Cartpole schematic drawing
  • Violet square indicates a pivot point
  • Red and green arrows show possible horizontal forces that can be applied to a pivot point
A pole is attached by an un-actuated joint to a cart, which moves along a frictionless track. The system is controlled by applying a force of +1 or -1 to the cart. The pendulum starts upright, and the goal is to prevent it from falling over. A reward of +1 is provided for every timestep that the pole remains upright. The episode ends when the pole is more than 15 degrees from vertical, or the cart moves more than 2.4 units from the center.

Take a look at a video below with a real-life demonstration of a cartpole problem learning process.

Real-life application of Reinforcement Learning

Looks cool, right?

Implementing such a self-learning system is easier than you may think. Let’s dive in!

Reinforcement Learning

In order to achieve the desired behavior of an agent that learns from its mistakes and improves its performance, we need to get more familiar with the concept of Reinforcement Learning (RL).
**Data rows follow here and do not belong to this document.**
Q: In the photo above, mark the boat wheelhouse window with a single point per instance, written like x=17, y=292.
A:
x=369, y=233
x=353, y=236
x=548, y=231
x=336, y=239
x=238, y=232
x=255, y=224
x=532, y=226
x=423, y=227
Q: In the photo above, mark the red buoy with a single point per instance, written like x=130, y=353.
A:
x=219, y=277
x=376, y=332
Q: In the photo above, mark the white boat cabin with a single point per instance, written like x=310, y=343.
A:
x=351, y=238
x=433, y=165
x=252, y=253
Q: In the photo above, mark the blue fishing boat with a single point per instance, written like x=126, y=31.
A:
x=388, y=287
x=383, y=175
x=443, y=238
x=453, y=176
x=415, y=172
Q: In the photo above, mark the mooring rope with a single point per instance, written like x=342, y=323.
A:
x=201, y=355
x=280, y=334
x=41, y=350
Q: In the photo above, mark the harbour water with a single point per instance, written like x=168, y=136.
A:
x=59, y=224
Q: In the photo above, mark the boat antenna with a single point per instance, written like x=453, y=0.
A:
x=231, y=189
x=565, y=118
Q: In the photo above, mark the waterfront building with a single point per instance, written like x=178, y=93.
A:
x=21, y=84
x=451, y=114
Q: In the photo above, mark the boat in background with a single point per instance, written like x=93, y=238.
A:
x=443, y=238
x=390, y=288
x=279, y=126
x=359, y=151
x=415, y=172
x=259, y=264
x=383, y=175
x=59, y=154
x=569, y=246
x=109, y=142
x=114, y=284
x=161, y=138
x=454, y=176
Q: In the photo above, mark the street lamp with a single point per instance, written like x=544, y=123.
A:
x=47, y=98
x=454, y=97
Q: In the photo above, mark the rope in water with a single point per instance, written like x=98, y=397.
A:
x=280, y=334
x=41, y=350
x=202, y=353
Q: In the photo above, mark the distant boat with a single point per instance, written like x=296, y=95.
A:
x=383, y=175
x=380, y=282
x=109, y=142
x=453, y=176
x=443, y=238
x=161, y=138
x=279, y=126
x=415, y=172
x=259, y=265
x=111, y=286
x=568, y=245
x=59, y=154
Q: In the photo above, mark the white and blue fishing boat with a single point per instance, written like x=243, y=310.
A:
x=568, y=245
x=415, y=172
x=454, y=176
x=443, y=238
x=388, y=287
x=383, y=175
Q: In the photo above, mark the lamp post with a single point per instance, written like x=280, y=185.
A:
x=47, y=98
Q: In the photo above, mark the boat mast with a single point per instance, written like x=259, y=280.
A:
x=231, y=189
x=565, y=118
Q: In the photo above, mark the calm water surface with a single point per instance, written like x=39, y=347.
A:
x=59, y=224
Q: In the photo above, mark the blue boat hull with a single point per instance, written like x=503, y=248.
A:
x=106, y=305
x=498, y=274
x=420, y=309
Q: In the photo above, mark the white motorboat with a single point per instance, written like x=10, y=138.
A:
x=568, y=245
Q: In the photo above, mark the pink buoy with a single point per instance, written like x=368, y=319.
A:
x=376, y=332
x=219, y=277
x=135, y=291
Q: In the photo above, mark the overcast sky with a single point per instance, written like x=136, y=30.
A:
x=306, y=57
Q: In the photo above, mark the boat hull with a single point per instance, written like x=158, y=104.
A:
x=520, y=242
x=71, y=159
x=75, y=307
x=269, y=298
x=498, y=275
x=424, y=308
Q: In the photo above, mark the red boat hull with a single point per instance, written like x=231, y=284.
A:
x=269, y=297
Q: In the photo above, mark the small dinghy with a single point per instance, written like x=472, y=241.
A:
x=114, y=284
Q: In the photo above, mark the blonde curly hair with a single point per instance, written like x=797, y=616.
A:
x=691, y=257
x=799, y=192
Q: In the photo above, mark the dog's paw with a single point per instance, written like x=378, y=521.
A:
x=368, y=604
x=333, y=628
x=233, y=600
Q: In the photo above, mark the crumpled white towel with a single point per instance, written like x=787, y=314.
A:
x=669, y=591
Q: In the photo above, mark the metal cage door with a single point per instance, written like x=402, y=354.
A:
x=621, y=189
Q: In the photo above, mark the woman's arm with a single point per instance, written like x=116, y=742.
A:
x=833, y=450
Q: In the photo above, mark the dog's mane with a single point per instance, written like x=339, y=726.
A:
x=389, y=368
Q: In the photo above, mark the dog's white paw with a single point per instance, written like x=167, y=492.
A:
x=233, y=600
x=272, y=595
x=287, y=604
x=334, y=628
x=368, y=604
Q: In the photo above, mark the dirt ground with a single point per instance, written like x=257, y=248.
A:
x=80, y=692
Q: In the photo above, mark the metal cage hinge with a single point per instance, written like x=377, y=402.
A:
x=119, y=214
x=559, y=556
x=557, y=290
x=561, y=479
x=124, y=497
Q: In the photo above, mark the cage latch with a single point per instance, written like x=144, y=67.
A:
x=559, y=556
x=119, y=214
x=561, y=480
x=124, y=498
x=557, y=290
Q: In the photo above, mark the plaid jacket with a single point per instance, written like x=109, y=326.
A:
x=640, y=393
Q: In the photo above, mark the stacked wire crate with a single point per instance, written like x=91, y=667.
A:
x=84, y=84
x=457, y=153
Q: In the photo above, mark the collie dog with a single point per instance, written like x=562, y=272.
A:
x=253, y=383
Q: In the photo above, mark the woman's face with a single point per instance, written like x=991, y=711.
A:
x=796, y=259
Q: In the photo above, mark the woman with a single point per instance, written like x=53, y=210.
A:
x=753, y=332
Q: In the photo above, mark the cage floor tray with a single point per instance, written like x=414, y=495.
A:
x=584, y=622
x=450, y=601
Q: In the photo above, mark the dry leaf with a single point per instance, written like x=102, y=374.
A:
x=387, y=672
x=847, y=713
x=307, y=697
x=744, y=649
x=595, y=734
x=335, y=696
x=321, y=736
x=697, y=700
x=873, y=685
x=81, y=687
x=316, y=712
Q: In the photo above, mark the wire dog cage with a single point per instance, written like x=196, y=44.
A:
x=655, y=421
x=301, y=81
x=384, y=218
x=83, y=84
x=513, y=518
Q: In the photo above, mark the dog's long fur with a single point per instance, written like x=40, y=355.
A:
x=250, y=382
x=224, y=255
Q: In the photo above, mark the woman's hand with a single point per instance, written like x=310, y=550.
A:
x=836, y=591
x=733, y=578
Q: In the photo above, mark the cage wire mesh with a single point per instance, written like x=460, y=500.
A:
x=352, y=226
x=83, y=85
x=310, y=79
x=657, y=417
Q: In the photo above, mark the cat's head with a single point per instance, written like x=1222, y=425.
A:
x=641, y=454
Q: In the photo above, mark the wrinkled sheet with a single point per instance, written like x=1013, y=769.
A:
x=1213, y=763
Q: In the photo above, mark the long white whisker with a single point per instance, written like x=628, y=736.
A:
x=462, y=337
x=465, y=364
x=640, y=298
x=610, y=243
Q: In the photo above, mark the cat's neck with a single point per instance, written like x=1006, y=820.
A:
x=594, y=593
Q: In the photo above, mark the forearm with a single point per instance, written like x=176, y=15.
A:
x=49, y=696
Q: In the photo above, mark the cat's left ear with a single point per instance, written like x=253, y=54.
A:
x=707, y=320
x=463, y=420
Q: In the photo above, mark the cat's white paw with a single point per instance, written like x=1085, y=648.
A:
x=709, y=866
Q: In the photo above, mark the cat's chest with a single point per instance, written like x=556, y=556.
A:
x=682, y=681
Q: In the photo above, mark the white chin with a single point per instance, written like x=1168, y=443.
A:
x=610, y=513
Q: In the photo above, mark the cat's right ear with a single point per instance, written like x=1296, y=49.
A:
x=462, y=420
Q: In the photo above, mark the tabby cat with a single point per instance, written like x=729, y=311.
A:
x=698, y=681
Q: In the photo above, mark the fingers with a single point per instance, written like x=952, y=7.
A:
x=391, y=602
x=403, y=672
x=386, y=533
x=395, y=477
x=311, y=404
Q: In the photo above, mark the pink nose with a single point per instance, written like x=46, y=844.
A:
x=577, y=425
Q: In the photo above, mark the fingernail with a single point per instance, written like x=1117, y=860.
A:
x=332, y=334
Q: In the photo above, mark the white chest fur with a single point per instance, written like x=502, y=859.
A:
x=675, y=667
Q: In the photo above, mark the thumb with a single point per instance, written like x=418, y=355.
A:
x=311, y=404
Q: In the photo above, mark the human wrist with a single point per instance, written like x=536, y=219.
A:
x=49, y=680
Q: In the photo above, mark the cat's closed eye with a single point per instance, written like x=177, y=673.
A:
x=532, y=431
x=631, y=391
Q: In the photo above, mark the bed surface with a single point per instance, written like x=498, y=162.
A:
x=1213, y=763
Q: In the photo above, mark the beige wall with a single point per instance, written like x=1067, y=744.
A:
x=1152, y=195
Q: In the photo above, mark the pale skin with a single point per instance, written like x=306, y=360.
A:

RL is a general concept that can be simply described with an agent that takes actions in an environment in order to maximize its cumulative reward. The underlying idea is very lifelike, where similarly to the humans in real life, agents in RL algorithms are incentivized with punishments for bad actions and rewards for good ones.

Let’s move on from this high-level overview to an actual implementation in code.

Gym

Cartpole project is available here and as usual, I recommend reading the README file first.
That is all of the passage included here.